If ASI has agency and self reflection, then can the concept of an unmodifiable terminal goal even exist?

Essentially, we would have to build the machine with a built in blind spot of cognitive dissonance that it can not consider some aspects of its own existence.

marvinthedog t1_jaeijgl wrote on February 28, 2023 at 9:24 PM

>If ASI has agency and self reflection, then can the concept of an unmodifiable terminal goal even exist?

Why not?

>Essentially, we would have to build the machine with a built in blind spot of cognitive dissonance that it can not consider some aspects of its own existence.

Why?

If its terminal goal is to fill the universe with paper clips it might know about all other things in existance but why would it care other than if that knowledge helped it to fill the universe with paper clips?

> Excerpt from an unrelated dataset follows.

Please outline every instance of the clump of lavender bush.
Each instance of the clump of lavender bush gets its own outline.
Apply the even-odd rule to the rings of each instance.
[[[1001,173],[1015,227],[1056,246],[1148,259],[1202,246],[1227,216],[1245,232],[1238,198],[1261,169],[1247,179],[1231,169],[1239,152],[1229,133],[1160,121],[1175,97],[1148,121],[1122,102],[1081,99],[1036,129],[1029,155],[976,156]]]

Liberty2012 OP t1_jael9bs wrote on February 28, 2023 at 9:42 PM

Because a terminal goal is just a concept we made up. It is just the premise for a proposed theory. It is essentially why the whole containment idea is of such complex concern.

If a terminal goal was a construct that already existed in the context of a sentient AI, then it is already a partially solved problem. Yes, you could still have the paperclip scenario, but it would be just a matter of having the right combination of goals. We don't really know how to prevent the AI from changing those goals, it is a concept only.

Surur t1_jaenmas wrote on February 28, 2023 at 9:57 PM

I believe the idea is that every action the AI takes would be to further its goal, which means the goal will automatically be preserved, but of course in reality every action the AI takes is to increase its reward, and one way to do that is to overwrite its terminal goal with an easier one.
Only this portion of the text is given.